For almost three decades, the industry has discussed this impending resource crisis – a direct result of incessant cycles of layoffs in cost cutting recessions, followed by ever lower levels of graduate recruitment. As a result, the industry is now awash with grey hair and no hair.
The answer is to stay connected to this most important generation of talent. We need to use all our wisdom to make our, once great, industry great again. That means using all our skills and our inquisitiveness to seek out ways to stay connected and introduce methods of working that make our industry attractive to new generations of talent that want to make a difference and achieve a very different work/life balance.
Let’s be clear, we are no longer talking about a world of company cars, excessive air travel to meetings, personal office cubicles in large city glass boxes. We are definitely not talking about companies whose commitment to values, gender and ethnic diversity or corporate responsibility can be demonstrated by words without action.
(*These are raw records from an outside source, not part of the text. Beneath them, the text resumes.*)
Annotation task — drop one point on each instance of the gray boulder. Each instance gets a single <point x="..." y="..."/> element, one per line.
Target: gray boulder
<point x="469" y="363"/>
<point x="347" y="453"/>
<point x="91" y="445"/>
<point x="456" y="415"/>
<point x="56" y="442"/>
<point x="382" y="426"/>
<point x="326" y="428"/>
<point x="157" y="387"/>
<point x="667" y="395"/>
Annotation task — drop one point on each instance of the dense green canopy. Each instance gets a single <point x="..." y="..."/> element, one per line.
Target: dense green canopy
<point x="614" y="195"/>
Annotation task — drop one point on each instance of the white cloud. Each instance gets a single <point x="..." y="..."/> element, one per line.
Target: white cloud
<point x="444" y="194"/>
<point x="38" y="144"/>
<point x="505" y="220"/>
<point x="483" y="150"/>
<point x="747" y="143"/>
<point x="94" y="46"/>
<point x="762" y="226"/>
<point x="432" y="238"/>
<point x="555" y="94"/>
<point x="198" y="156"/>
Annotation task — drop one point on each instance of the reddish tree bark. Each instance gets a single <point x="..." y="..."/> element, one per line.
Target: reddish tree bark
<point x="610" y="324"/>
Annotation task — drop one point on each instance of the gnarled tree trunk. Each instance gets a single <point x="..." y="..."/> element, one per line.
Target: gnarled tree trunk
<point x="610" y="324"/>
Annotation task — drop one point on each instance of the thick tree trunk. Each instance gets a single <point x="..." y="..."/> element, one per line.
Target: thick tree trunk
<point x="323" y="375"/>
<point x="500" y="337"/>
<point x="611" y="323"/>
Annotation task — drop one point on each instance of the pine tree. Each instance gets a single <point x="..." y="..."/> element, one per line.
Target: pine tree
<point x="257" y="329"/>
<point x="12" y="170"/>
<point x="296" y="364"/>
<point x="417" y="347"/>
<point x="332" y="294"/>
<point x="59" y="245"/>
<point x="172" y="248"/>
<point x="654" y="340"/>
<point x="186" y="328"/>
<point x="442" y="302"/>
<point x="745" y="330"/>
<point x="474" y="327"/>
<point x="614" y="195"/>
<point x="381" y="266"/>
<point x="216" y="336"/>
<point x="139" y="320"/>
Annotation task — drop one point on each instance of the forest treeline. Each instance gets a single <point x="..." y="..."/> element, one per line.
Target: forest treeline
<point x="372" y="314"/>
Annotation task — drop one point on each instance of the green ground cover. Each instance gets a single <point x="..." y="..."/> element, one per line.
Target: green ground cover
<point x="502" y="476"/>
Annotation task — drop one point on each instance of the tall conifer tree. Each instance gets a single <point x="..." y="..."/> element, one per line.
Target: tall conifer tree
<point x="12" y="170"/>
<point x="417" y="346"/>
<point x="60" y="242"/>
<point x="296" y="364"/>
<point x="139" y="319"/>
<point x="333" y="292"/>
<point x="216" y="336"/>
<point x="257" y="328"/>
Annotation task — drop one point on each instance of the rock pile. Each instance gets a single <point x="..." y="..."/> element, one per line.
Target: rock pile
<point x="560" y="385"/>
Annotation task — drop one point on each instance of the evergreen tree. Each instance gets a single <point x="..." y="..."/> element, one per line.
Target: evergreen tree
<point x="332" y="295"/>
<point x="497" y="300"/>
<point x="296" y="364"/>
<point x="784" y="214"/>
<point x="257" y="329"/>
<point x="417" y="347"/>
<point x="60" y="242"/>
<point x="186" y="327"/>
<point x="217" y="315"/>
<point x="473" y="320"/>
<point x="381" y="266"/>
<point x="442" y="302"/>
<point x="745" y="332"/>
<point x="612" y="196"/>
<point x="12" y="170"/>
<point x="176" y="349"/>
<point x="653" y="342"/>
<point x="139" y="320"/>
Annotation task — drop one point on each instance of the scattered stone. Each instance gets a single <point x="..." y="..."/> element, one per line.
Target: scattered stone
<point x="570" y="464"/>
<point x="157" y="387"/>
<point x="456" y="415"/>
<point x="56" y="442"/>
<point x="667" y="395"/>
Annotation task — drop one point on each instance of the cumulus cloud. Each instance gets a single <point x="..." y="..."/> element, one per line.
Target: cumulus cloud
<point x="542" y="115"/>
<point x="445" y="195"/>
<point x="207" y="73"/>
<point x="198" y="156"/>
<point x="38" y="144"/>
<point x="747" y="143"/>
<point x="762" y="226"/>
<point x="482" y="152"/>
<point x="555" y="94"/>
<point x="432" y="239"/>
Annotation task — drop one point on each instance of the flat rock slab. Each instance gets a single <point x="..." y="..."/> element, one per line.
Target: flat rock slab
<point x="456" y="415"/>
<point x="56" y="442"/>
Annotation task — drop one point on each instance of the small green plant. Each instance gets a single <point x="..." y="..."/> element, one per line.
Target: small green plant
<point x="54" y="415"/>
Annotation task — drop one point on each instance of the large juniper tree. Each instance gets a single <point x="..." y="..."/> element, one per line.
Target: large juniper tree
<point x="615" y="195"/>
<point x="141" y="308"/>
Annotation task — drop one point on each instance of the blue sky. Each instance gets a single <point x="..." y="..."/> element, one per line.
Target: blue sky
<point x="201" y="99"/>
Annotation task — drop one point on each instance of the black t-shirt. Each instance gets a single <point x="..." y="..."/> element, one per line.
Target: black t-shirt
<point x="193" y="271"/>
We are talking about companies that are proud to be seen as creative and entrepreneurial both in a social as well as business context, where in a spirit of collaboration, we come together to relentlessly pursue and deliver an energy transition that meets the needs of our society. But, at the same time, respects the needs of our planet. We must shift from current working practices to creating a working environment that enables our employees to work to the best of their ability.
We need to stop using expressions like open-plan or home working and instead think of our work spaces as places where we can physically interact as a compact with our chosen place for connected working.
We must build into our lives the digital tools that enable us to have all the work/life connections that underpin our mental happiness with the tools that connect us to our colleagues as efficiently and effectively as if we were sitting next to them. No more two hour commutes, no more 9 to 5 grind, no more sitting exhausted at desks, no more waiting for access to a critical piece of software, no more working for a boss or a company you don’t respect.
Let’s use this crisis as an opportunity to change. We have no option but to change and, as an industry, we have already waited until the last minute. Even before Covid19, our industry was increasingly publicly demonised, struggling to get investment and, critically, nowhere near being an employer of choice.
For as long as I can remember we have been paying lip-service to the “people are our most important asset” mantra. It is time we stopped thinking we know what’s best for the world and use our incredible ingenuity to listen and connect the diverse but complementary needs of all the generations of talent we will need to get things back on track.